Again, these are benefits that could easily lead to new business opportunities at every level of the value chain. But all of the usual business uncertainties are there too; how much must be invested, whether the technologies will work, whether utilities are competent to oversee their complexity (in light of the nuclear experience), whether customers will accept the change, and if they do whether the impact will be worth the cost. What little we know about the answers to these questions has largely been gleaned from an extremely small and nonrandom sample of pilot programs, so the level of uncertainty is much higher than it might otherwise be.

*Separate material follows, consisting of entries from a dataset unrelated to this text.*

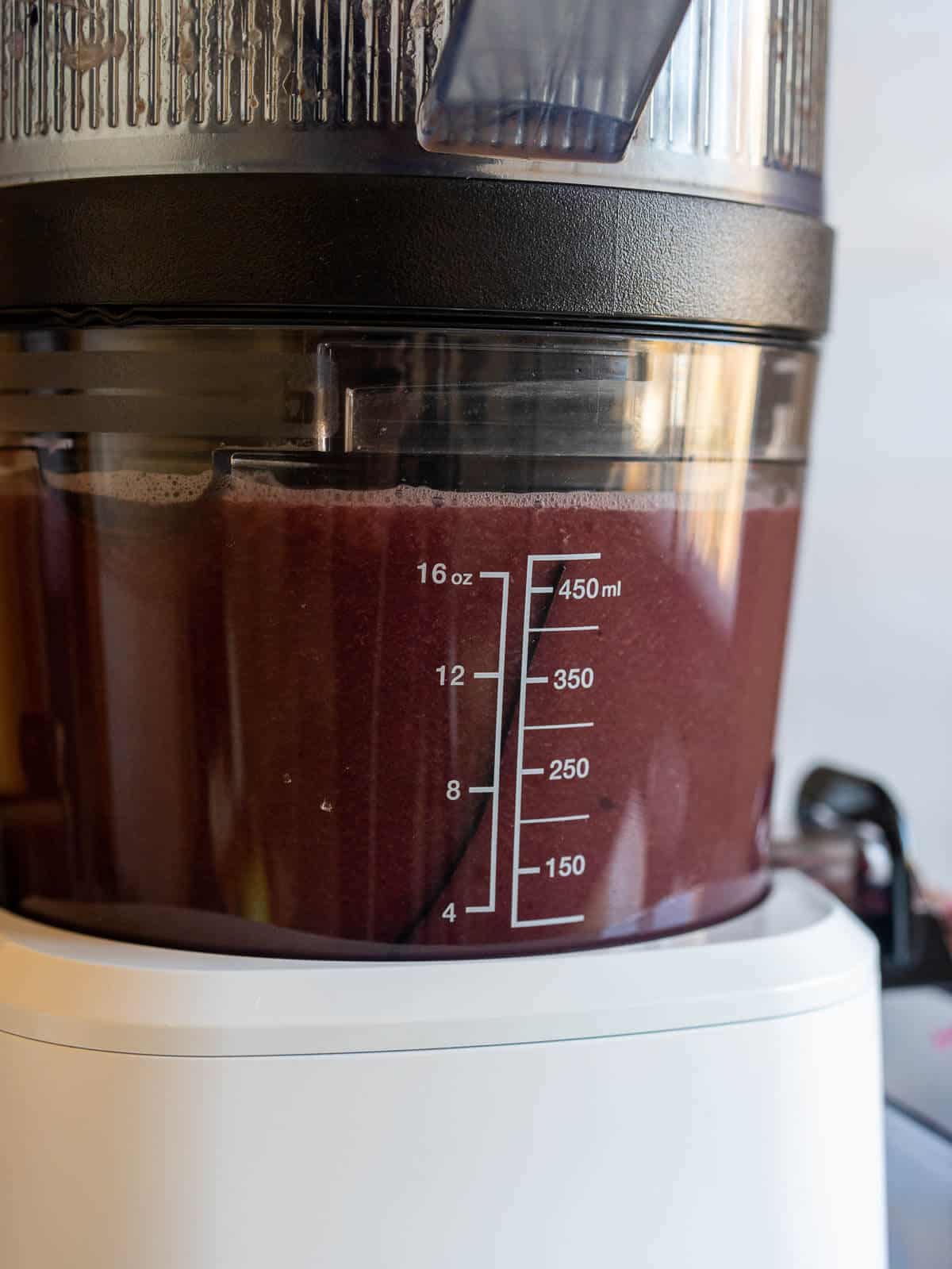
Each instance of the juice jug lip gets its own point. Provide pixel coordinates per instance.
(809, 953)
(432, 249)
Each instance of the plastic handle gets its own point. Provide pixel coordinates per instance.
(547, 79)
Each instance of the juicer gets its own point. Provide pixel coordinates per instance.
(403, 440)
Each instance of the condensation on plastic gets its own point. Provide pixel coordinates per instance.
(425, 645)
(109, 88)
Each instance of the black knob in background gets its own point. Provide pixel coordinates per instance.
(914, 949)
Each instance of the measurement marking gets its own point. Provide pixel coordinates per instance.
(559, 629)
(550, 921)
(594, 555)
(556, 819)
(520, 771)
(498, 752)
(555, 726)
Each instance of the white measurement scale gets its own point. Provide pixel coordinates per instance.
(530, 720)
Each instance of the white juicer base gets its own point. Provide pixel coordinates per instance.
(738, 1144)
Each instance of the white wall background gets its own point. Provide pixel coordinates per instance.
(869, 679)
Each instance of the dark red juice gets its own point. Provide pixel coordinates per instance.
(410, 722)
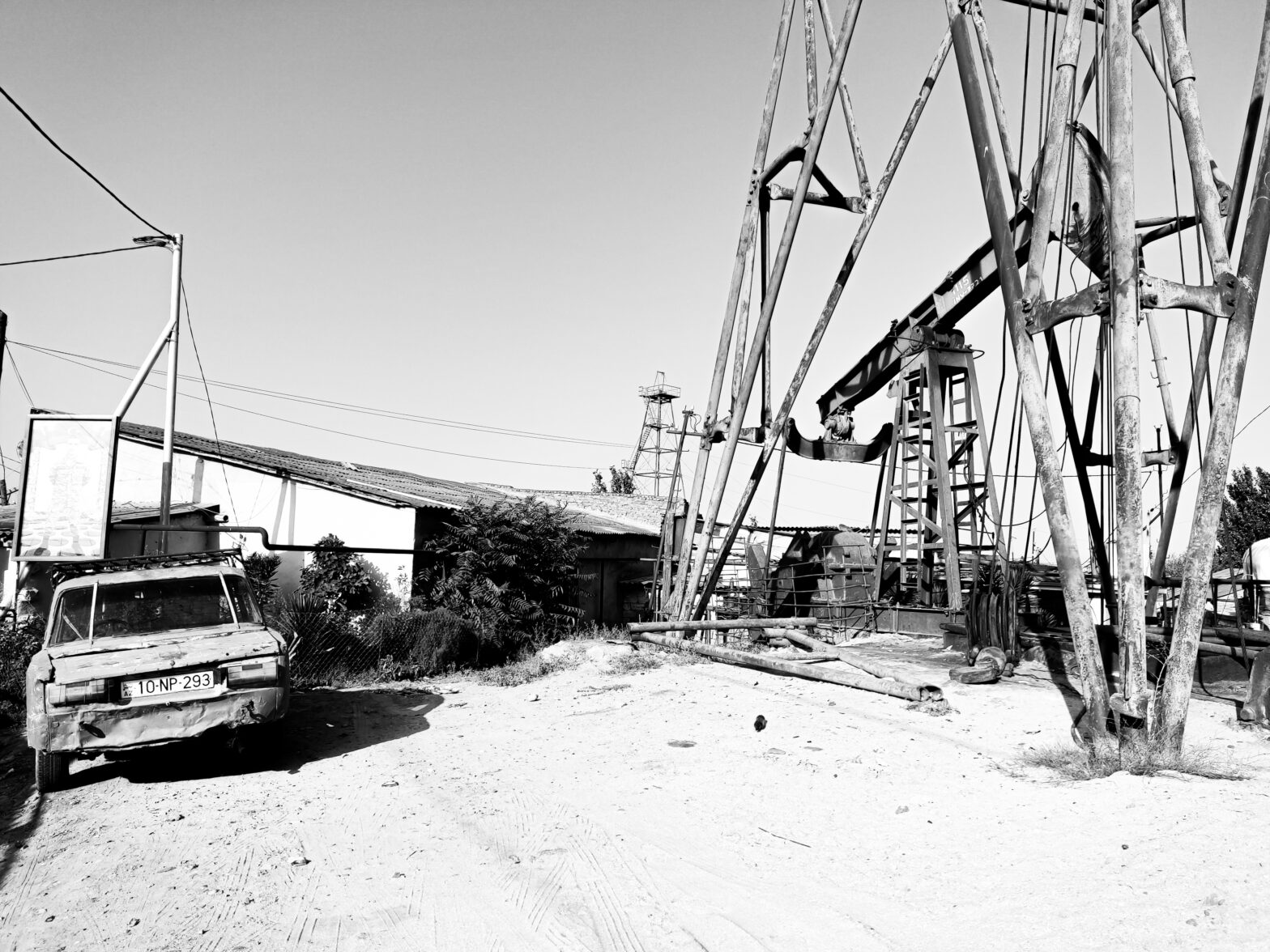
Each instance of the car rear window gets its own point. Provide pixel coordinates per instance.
(152, 606)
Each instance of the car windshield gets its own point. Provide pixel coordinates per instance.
(152, 606)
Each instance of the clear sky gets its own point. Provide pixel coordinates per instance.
(507, 214)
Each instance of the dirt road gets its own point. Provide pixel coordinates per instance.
(641, 811)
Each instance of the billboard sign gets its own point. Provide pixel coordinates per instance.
(66, 485)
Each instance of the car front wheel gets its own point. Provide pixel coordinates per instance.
(53, 771)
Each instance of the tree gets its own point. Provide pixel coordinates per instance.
(1245, 516)
(620, 482)
(509, 567)
(346, 581)
(262, 570)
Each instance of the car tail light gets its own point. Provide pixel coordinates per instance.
(245, 675)
(82, 692)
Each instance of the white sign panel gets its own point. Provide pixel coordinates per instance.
(67, 475)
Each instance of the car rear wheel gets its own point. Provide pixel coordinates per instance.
(53, 771)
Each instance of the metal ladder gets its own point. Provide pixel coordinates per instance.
(939, 505)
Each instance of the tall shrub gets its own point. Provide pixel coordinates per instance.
(508, 567)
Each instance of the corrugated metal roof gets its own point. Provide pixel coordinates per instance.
(122, 512)
(373, 482)
(386, 487)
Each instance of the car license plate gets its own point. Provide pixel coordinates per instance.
(168, 684)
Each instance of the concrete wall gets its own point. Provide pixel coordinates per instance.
(614, 570)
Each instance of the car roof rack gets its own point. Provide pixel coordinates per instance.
(65, 572)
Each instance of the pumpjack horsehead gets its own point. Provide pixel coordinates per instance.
(1256, 565)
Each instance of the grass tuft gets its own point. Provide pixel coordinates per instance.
(935, 708)
(526, 669)
(635, 661)
(1102, 759)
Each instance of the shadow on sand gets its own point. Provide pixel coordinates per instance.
(319, 725)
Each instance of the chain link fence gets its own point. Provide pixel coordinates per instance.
(333, 648)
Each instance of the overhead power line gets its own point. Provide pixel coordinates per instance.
(326, 429)
(341, 405)
(82, 254)
(79, 165)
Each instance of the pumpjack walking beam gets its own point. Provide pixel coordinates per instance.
(1175, 697)
(782, 418)
(1256, 102)
(769, 305)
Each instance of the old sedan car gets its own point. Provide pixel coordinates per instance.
(150, 650)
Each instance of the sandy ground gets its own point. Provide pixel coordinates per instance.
(595, 810)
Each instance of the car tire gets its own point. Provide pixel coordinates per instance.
(53, 771)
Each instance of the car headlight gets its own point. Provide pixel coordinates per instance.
(80, 692)
(252, 673)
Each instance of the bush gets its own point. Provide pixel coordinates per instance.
(19, 640)
(509, 570)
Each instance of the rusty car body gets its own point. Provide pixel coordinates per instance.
(147, 652)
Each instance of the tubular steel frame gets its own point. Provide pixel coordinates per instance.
(1120, 301)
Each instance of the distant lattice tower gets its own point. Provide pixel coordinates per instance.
(650, 464)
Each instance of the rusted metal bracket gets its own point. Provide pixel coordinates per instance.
(1217, 300)
(1158, 457)
(1043, 315)
(851, 203)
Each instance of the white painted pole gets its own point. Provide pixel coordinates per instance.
(170, 415)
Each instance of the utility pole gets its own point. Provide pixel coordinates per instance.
(1135, 695)
(169, 338)
(176, 245)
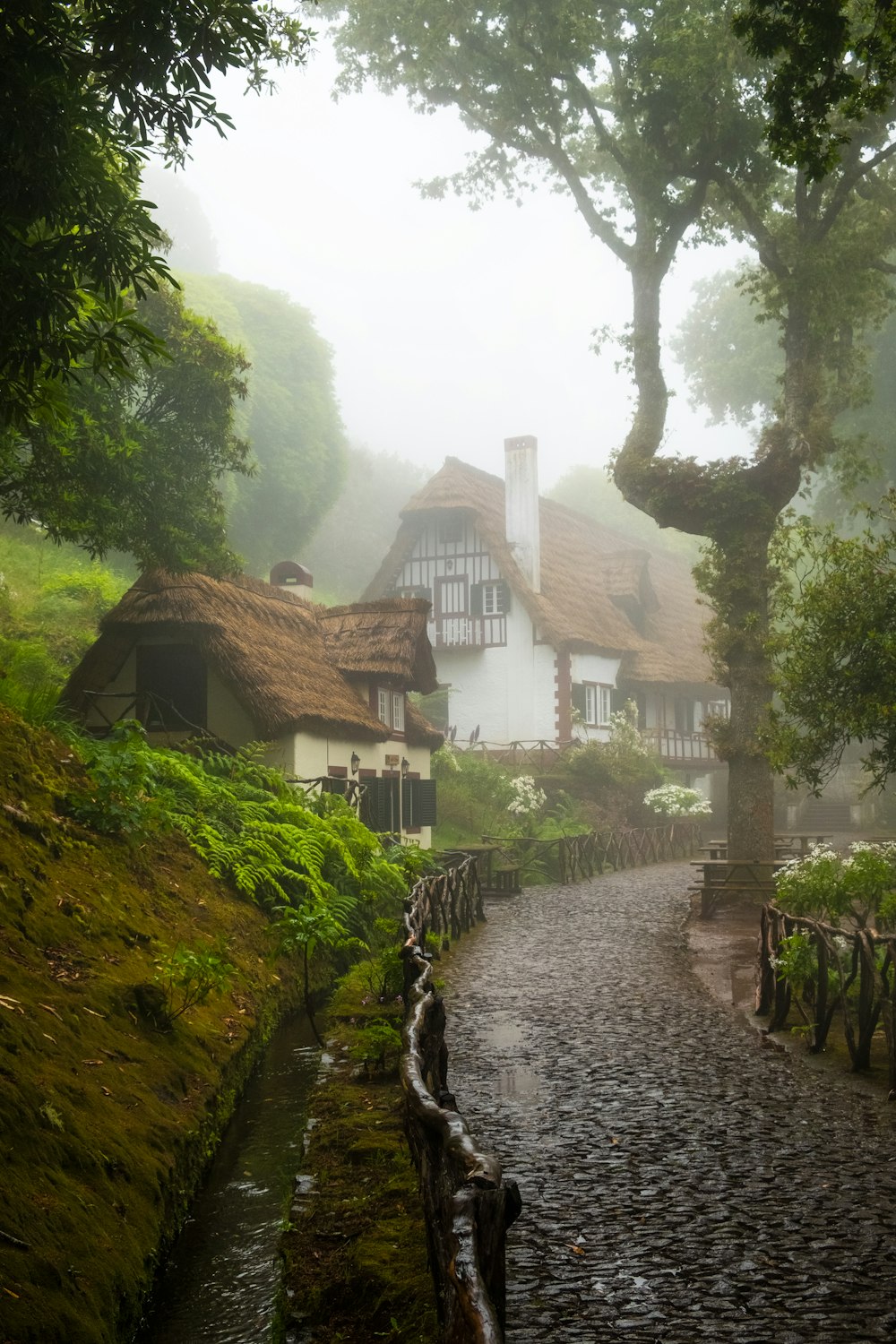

Overall the smart grid is a seemingly agreeable and potentially rational solution that is at least somewhat consistent with the interests of utilities, regulators, investors, environmentalists, and possibly power users. A confluence of events is driving it forward, perhaps irresistibly. Ultimately, the sustainable business opportunities that flow from the smart grid will be determined by the objective issues listed above and others similar to them. For now, however, some of the conventional business issues may hardly matter in light of the underlying politics of electricity and the environment, which is driving smart grid markets (and funding) at the present time.
Events and politics alone, however, will bring little unless the technology materializes and becomes commercially feasible. The extension of smartness to lower voltages and multitudes of smaller customers has brought a drive to conceptualize, engineer, and economically manufacture numerous components that are integral to the grid; yet another business opportunity flowing from smart grid. For many of the basics potentially viable suppliers already number in the dozens. By contrast, the numbers and identities of potential purchasers are much more uncertain. They will depend on political and regulatory decisions that will unfold over the relatively near future, near because both state regulators and federal energy legislation in the U.S. (and analogous institutions outside of it) are rapidly accumulating momentum. That momentum has hardly been slowed by the current recession. It has already triggered mass rollouts of equipment to low-voltage users in nations like Italy and U.S. states like Texas and California.